SAN FRANCISCO (Legal Newsline) – Morgan Stanley has agreed to pay $2.6 billion to resolve allegations related to its marketing, sale and issuance of residential mortgage backed securities, the Justice Department announced.
In the settlement, Morgan Stanley admitted in writing to the allegations that it failed to disclose critical information to prospective investors about the quality of mortgage loans underlying its RMBS and about its due diligence process.
“Today’s settlement holds Morgan Stanley appropriately accountable for misleading investors about the subprime mortgage loans underlying the securities it sold,” Acting Associate Attorney General Stuart F. Delery said. “The Department of Justice will not tolerate those who seek financial gain through deceptive or unfair means, and we will take appropriately aggressive action against financial institutions that knowingly engage in improper investment practices.”
An RMBS is a security that is comprised of a pool of mortgage loans and its performance is based on numerous factors. These include the characteristics of borrowers and the value of the properties underlying the RMBS.

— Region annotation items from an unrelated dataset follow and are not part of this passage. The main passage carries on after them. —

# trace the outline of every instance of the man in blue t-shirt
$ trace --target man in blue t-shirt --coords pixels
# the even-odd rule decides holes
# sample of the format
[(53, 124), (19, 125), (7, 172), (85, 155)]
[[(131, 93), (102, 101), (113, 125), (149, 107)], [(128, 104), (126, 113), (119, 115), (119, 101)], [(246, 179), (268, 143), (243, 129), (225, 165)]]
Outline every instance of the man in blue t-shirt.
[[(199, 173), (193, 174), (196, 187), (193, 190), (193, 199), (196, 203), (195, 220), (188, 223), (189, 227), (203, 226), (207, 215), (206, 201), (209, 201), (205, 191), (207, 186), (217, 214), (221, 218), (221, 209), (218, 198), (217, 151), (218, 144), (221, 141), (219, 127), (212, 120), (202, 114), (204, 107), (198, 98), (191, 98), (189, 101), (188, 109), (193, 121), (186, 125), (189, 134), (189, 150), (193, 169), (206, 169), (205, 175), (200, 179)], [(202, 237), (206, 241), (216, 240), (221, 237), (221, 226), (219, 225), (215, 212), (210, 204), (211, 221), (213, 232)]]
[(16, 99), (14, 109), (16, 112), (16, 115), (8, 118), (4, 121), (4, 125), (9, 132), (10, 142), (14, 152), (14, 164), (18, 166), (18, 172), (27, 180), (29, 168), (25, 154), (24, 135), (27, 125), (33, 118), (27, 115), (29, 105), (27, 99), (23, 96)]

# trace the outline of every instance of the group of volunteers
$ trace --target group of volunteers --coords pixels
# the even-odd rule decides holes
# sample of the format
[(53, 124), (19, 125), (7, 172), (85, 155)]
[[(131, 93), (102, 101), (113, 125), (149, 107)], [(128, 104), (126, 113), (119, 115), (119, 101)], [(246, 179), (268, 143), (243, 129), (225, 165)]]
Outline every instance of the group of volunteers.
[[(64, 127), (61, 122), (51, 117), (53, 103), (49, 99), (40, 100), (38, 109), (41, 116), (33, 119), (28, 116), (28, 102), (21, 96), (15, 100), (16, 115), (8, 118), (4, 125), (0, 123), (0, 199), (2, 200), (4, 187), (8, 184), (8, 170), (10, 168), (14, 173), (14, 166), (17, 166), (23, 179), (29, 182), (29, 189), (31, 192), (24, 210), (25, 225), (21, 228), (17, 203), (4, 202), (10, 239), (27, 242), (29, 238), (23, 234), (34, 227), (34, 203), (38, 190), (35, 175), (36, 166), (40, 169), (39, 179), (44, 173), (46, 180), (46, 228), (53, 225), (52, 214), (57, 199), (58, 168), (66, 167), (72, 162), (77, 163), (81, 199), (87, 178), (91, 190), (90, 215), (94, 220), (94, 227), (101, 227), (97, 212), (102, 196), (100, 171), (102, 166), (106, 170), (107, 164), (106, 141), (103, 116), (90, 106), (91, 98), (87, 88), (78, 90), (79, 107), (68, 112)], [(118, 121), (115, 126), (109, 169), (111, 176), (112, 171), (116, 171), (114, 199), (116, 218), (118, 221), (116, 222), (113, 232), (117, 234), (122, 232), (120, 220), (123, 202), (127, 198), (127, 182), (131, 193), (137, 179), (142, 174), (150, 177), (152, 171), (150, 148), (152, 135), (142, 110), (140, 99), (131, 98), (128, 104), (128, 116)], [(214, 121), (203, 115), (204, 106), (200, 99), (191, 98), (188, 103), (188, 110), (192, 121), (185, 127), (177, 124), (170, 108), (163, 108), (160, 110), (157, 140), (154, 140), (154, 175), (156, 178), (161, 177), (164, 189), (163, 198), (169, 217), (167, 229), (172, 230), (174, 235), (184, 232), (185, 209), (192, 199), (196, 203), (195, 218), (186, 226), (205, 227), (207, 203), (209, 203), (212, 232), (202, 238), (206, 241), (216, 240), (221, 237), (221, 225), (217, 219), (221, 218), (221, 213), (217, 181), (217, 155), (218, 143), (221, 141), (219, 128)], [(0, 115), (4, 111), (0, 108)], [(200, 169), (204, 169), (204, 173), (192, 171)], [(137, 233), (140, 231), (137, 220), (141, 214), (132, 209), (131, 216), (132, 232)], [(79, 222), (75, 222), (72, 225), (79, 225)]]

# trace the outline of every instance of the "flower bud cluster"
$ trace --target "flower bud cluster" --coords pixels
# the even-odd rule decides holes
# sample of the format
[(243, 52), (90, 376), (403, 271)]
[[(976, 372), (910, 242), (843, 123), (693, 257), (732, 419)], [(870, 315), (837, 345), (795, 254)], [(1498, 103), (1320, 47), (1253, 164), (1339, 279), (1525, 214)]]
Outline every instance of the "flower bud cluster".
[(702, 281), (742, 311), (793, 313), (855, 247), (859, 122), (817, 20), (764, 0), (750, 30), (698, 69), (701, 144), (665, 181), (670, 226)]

“Those who contributed to the financial crisis of 2008 cannot evade responsibility for their misconduct,” Principal Deputy Assistant Attorney General Benjamin C. Mizer, head of the Justice Department’s Civil Division, said. “This resolution demonstrates once again that the Financial Institutions Reform, Recovery and Enforcement Act is a powerful weapon for combatting financial fraud and that the department will not hesitate to use it to hold accountable those who violate the law.”